Outside of academia, Kamrun enjoys a range of creative and intellectual pursuits, including reading science fiction and thrillers, cooking, and crafting. These hobbies provide a well-rounded balance to her rigorous academic work.
Looking ahead, Kamrun is eager to further her research at the intersection of computational mathematics and data science. She is particularly interested in developing innovative mathematical frameworks and algorithms to address complex, data-driven challenges across diverse application areas. Through this work, she aspires to advance both the theoretical foundations and practical tools of applied mathematics, while making a meaningful and lasting impact in science and society.
- Anticipated: PhD in Applied Mathematics, Arizona State University.
- M.A. in Applied Mathematics, Arizona State University.
- M.S. in Mathematics, University of Dhaka, Bangladesh.
- B.S. in Mathematics, University of Dhaka, Bangladesh.
She has been working on data science modeling, with a focus on data compression and pattern recognition using optimization techniques. One of her current projects involves online non-negative matrix factorization for streaming data, which identifies patterns in the data and uses compressed representations to describe the behavior of the original data, enhancing large-scale pattern recognition and AI-driven data analysis.
She is interested to apply this technique to Mathematical Biology, leveraging her extensive background in population modeling, particularly in ecology. Her previous work includes competition models for two species populations and discrete-time data-driven modeling of Tribolium confusum.
Online Non-negative Matrix Factorization
Randomized Linear Algebra for CP Tensor Decomposition
Courses
2026 Spring
| Course Number | Course Title |
|---|---|
| MAT 265 | Calculus for Engineers I |
2025 Fall
| Course Number | Course Title |
|---|---|
| MAT 265 | Calculus for Engineers I |
2025 Spring
| Course Number | Course Title |
|---|---|
| MAT 171 | Precalculus: STEM |
| MAT 171 | Precalculus: STEM |
- Recipient of the 2024 Student Leader Award from College of Lib Arts and Sci, ASU.

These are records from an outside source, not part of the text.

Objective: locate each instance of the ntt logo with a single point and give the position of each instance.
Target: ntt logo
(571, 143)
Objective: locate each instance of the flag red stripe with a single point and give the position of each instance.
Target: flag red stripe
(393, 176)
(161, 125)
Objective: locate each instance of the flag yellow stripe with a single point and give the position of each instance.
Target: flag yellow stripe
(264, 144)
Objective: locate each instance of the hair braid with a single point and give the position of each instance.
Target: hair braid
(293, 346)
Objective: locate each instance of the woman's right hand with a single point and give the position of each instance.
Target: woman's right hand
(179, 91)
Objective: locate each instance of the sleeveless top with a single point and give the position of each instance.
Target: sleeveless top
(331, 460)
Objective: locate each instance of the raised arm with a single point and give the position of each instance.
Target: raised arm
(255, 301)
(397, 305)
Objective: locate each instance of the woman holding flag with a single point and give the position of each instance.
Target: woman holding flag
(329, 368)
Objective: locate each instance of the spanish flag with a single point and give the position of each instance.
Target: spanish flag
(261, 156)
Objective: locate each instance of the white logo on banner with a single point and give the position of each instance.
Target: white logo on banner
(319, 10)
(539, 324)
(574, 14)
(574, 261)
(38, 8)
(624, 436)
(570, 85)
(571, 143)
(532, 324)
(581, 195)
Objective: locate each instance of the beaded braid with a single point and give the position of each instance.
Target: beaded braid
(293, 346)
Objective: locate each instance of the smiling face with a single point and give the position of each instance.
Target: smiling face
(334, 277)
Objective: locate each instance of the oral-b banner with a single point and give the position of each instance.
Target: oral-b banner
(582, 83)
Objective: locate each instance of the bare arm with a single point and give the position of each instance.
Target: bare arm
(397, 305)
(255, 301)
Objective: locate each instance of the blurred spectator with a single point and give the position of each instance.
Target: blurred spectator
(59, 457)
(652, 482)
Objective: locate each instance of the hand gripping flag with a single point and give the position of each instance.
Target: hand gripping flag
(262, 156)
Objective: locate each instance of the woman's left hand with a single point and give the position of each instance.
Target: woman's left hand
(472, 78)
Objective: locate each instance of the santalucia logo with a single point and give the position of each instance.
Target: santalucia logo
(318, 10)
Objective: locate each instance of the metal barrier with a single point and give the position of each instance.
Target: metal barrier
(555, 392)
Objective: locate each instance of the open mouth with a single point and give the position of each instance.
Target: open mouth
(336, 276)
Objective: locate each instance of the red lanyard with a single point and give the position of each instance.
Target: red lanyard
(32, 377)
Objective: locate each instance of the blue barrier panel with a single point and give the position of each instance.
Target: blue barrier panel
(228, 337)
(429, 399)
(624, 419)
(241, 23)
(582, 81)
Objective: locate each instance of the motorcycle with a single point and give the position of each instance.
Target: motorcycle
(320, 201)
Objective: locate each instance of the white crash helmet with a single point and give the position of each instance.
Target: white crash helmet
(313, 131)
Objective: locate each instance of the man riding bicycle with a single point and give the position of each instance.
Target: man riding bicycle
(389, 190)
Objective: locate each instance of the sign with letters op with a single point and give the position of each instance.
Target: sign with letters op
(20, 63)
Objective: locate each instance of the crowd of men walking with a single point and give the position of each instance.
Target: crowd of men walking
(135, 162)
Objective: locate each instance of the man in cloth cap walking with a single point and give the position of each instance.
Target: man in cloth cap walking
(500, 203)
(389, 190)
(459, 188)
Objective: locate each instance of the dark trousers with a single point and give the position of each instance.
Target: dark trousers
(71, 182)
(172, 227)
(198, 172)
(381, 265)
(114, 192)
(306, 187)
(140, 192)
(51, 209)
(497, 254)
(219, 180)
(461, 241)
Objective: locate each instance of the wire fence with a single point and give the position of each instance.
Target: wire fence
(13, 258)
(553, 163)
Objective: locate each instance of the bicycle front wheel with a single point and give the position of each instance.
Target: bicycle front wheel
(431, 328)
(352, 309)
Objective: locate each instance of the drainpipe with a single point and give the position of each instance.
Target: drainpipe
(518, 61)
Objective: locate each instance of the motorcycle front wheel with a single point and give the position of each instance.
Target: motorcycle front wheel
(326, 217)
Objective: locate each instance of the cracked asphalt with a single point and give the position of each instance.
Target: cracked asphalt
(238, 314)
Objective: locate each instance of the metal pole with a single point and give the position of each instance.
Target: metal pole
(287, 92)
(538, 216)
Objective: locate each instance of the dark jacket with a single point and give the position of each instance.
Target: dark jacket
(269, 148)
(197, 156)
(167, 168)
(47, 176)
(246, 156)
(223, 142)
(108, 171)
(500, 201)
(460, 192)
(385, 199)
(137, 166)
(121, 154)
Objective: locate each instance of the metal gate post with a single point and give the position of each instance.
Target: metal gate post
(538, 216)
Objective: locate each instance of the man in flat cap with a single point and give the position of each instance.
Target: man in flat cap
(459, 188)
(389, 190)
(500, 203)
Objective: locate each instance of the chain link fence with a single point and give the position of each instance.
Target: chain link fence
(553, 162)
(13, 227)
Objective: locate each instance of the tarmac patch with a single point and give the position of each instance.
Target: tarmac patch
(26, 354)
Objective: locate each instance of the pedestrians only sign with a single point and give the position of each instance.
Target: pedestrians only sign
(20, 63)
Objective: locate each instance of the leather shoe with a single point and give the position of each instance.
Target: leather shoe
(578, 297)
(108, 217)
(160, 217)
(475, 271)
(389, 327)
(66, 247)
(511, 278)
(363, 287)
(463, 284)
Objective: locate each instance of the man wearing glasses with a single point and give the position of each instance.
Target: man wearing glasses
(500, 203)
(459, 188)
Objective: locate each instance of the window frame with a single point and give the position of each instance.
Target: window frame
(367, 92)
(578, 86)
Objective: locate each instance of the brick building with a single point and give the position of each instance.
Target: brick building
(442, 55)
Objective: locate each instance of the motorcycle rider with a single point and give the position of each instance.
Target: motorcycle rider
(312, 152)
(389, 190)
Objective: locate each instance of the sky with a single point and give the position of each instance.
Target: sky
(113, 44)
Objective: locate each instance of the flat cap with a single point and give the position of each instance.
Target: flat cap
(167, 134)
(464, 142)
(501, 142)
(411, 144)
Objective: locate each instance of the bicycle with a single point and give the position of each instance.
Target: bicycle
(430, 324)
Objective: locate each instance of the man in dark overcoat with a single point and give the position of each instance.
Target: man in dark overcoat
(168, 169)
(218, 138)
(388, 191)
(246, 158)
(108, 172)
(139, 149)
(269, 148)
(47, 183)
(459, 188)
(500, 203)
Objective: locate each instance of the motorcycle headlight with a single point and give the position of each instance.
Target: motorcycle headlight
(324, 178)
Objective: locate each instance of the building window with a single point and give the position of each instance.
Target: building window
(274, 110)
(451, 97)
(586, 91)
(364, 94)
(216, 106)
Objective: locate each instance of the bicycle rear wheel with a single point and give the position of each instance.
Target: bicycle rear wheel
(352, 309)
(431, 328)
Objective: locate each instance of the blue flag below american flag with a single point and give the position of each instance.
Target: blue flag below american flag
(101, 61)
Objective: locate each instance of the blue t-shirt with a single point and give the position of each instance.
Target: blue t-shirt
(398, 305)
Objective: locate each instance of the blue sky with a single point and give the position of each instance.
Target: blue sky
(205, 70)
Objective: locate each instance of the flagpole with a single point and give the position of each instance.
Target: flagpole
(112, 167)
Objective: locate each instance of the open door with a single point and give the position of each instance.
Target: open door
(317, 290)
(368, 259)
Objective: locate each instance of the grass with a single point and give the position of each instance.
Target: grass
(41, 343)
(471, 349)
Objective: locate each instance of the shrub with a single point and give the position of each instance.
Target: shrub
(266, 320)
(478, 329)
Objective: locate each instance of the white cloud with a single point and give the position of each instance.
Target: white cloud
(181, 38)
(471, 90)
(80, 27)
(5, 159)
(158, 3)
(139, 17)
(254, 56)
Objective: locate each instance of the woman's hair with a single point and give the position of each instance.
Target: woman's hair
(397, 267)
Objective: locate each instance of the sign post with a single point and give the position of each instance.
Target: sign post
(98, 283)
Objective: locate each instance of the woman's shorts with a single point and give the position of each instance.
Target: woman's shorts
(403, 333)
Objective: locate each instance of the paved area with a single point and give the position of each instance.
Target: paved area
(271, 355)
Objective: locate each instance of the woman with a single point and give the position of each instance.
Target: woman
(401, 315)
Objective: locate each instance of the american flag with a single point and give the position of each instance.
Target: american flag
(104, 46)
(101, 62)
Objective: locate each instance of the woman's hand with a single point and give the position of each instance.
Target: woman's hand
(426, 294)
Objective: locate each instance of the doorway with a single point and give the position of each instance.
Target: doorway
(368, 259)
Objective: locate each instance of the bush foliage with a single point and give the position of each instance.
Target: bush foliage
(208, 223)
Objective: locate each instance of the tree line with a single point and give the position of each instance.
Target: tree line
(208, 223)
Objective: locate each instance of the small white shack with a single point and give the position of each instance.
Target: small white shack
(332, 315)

- Recipient of the 2023 Student Leader Award from College of Lib Arts and Sci, ASU.
- Recipient of 2021 Bangladesh-Sweden Trust fund.
- Recipient of 2021 Research Excellency award from Military Institute of Science and Technology, Bangladesh.
- Recipient of 2018 Best Presenter award from National Mathematics Conference, Bangladesh.
- Recipient of 2017 Best Poster award from National Mathematics Conference held, Bangladesh.
- Recipient of 2017 Merit Scholarship from University of Dhaka, Bangladesh.
NSF supported REU Mentor at ASU: Provided research guidance and MATLAB support to a diverse group of 4 undergraduate research students.
- President of the Association of Women in Mathematics, ASU Student chapter.
- Treasurer of the Society of Industrial and Applied Mathematics, student chapter of ASU.
- Travel Grant Reviewer of the Graduate and Professional Student Association at ASU.